According to a 2014 report, diabetes is directly responsible for 15% of all tuberculosis cases worldwide, because it weakens the immune system. “Patients with concurrent diabetes suffer worse tuberculosis treatment outcomes, a higher rate of relapse following tuberculosis treatment, and a higher risk of death from tuberculosis than patients with tuberculosis alone,” noted the authors.
The World Health Organisation (WHO) estimated that in 2015 there were 11% of new TB cases who were living with HIV. Médecins Sans Frontières’ Dr Jenny Hughes, who works with TB patients in Khayelitsha, said that diabetes, in fact, is a higher risk factor for developing TB than even HIV. “Having diabetes increases your risk for TB by at least threefold compared to patients without diabetes. Patients with poorly controlled diabetes or those on insulin are at even higher risk of getting sick with TB,” she said.

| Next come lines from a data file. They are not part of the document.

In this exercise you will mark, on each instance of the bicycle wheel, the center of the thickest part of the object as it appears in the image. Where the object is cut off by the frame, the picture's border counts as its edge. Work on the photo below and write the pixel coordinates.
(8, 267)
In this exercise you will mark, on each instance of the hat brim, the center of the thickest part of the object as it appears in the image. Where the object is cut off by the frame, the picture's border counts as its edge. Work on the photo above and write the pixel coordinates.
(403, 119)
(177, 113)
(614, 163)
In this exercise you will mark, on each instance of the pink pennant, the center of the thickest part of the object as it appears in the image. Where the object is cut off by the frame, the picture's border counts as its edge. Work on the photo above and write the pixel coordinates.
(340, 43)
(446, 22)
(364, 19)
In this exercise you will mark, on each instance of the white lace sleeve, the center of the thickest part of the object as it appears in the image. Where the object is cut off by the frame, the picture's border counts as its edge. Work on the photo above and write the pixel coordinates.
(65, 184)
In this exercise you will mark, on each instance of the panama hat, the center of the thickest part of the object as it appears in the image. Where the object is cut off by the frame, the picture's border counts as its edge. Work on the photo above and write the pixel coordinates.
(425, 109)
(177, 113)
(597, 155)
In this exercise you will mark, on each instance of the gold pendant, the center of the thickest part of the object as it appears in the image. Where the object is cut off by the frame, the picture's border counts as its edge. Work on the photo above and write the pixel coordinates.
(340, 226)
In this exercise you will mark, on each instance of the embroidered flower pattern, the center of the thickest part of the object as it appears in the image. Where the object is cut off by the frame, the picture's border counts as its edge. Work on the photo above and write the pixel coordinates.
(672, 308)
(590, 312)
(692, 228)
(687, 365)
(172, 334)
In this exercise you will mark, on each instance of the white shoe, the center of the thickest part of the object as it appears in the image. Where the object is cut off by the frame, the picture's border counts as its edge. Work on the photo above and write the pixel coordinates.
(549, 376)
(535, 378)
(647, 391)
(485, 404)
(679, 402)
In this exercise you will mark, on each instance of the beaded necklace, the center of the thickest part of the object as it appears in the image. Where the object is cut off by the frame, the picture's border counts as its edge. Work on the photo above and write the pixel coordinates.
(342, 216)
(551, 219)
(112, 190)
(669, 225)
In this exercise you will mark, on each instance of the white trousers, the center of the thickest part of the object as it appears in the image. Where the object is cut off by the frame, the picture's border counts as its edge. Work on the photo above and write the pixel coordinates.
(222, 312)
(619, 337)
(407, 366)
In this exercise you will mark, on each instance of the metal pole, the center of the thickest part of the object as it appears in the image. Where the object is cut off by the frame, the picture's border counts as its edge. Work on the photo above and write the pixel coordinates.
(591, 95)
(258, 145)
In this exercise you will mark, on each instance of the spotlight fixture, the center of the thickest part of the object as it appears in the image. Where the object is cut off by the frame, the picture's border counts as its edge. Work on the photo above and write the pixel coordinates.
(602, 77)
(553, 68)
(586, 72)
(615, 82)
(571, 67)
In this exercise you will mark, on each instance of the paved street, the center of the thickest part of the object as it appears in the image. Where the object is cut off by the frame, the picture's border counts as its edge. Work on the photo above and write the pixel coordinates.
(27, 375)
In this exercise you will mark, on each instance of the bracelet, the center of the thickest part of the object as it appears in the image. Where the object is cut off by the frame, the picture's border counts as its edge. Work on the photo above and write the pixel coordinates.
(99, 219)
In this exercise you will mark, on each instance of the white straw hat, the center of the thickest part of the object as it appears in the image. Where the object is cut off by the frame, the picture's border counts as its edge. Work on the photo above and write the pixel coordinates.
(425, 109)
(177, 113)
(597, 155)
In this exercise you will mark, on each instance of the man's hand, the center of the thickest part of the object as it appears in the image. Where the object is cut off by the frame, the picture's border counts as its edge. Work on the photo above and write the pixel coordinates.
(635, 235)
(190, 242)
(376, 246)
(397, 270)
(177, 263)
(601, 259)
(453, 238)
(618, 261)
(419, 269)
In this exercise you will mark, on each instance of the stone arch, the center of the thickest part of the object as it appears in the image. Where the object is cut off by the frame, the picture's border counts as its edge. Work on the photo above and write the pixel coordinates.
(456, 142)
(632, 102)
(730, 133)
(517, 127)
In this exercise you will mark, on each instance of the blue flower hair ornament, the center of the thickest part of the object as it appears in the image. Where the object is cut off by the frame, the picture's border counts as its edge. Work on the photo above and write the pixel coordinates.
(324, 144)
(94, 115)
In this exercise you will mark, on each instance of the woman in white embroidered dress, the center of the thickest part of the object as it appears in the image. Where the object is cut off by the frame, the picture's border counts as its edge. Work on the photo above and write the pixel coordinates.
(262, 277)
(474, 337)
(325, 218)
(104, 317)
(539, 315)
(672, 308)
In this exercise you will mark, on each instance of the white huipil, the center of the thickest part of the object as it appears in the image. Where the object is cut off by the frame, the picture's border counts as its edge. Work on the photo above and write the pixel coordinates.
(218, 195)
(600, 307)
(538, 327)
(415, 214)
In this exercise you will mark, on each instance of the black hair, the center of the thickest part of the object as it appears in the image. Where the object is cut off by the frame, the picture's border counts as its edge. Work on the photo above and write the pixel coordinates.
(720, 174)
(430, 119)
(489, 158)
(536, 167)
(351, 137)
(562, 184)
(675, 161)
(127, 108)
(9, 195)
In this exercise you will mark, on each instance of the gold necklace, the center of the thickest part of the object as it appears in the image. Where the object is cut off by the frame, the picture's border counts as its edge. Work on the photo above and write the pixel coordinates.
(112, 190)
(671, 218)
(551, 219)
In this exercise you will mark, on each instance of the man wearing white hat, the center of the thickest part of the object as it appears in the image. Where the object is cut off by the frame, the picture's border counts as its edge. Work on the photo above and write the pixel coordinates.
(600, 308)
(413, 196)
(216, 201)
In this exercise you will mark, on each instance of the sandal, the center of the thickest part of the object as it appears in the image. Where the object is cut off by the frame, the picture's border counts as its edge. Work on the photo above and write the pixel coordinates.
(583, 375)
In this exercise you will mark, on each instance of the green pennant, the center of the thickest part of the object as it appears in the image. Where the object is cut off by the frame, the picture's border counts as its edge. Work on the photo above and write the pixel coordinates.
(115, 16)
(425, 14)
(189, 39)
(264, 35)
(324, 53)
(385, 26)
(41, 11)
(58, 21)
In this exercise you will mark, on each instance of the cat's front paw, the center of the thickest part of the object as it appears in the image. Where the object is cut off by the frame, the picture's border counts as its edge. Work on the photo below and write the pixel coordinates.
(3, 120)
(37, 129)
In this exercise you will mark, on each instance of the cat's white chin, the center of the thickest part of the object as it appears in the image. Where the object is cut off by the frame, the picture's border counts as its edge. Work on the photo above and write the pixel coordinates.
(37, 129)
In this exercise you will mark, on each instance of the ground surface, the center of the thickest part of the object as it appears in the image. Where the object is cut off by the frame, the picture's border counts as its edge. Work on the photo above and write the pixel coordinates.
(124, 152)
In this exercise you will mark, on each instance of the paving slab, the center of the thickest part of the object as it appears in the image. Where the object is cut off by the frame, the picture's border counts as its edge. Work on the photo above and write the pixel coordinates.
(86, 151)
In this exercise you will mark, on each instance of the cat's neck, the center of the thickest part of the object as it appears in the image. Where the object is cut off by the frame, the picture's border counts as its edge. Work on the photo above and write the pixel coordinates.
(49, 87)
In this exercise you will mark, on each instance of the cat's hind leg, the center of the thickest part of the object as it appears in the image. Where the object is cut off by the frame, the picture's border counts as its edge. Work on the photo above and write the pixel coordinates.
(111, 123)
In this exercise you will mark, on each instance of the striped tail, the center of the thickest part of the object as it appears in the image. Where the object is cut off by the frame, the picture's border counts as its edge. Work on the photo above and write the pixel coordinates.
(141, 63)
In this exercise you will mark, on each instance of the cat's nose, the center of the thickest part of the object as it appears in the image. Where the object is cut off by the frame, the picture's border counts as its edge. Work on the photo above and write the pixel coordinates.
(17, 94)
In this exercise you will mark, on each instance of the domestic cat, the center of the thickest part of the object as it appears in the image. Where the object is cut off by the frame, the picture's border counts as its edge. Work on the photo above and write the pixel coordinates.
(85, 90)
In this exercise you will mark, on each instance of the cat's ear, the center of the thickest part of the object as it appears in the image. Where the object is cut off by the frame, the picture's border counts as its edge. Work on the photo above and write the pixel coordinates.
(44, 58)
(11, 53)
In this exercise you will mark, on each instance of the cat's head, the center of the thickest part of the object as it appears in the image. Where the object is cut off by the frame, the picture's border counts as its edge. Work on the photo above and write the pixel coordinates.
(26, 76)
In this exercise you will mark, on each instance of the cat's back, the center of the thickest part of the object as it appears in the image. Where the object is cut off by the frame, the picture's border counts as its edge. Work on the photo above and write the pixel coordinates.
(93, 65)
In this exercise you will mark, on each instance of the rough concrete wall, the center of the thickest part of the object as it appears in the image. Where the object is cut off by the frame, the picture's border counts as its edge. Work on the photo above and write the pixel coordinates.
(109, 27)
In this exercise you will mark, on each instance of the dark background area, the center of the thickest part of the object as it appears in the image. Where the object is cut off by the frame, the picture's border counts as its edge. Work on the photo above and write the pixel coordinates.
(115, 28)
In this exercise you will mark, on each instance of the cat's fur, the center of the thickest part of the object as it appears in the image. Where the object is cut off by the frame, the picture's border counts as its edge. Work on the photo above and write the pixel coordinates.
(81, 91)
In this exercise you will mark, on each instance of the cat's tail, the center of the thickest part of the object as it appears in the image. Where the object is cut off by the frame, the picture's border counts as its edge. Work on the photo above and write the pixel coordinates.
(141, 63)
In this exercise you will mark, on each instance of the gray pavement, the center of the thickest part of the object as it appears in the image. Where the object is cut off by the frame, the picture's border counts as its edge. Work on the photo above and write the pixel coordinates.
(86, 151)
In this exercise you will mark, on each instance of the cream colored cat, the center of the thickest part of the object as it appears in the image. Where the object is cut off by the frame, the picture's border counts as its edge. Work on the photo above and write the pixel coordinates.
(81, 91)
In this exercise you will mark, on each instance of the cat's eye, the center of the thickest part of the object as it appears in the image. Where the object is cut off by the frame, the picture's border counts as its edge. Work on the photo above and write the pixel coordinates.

But, she said, there is very little data on TB and diabetes from Africa specifically, making the true burden of the co-epidemic in South Africa largely unknown. Hughes said national guidelines stipulate that all TB patients should be screened for diabetes but this is not happening routinely across the country.
Substantial progress has been made in reducing tuberculosis incidence over the past two decades. However, the disease remains a major cause of morbidity and mortality globally. Diabetes is estimated to be the cause of 15% of present tuberculosis cases, mainly because diabetes impairs host defences. Patients with concurrent diabetes suffer worse tuberculosis treatment outcomes, a higher rate of relapse following tuberculosis treatment, and a higher risk of death from tuberculosis than patients with tuberculosis alone. Treatment of patients affected by both diseases can be challenging, particularly in low-income settings. The rapidly increasing prevalence of diabetes—especially in the low-income and middle-income countries where tuberculosis is endemic—is threatening to thwart efforts to tackle tuberculosis over the next two decades. This Series of three papers in The Lancet Diabetes & Endocrinology examines the intersection between tuberculosis and diabetes from several angles, and outlines strategies that will be key to managing and ultimately reducing this dual disease burden.